When Unlearning Backfires: Partial Unlearning Increases PII Regurgitation and enables data extraction in Meta’s Llama 3.2 1B

ICLR 2026 Conference Submission8845 Authors

17 Sept 2025 (modified: 08 Oct 2025)ICLR 2026 Conference SubmissionEveryoneRevisionsBibTeXCC BY 4.0
Keywords: LLM Unlearning
TL;DR: Partial unlearning on LLaMA 3.2 1B suppresses the targeted Harry Potter content but increases PII regurgitation under related prompts, revealing a new safety risk that calls for PII-focused evaluations and stronger upstream data hygiene.

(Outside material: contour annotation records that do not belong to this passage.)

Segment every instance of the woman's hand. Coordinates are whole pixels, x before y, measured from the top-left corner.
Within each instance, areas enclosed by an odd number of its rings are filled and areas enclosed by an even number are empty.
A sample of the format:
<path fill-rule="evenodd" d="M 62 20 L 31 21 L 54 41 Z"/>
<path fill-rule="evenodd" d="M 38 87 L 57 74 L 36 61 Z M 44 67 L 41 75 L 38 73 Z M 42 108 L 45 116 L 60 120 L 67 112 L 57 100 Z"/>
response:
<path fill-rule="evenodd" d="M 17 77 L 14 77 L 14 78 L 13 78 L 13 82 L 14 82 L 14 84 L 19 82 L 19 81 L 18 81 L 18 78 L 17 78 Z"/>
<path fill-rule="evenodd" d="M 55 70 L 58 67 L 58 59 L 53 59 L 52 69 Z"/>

Abstract: We study partial unlearning—selectively removing only a subset of a knowledge source—and its safety side effects in LLaMA 3.2 1B. Using a targeted pipeline that unlearns the seven Harry Potter novels while retaining related web content, we find that standard unlearning metrics improve (explicit references drop with minimal utility loss) yet unintended memorization risks worsen: the unlearned model more often regurgitates training snippets containing PII, and this effect amplifies when red-teaming. The result exposes a failure mode where steering away from the removed source shifts the model toward memorized remnants in adjacent data. We argue evaluations of unlearning should include PII-regurgitation stress tests, and that safeguards must prioritize upstream data hygiene, especially for open-source releases. Our findings underscore that an alignment mechanism like unlearning may have unintended side-effects and that there is a need for more rigorous AI safety evaluations.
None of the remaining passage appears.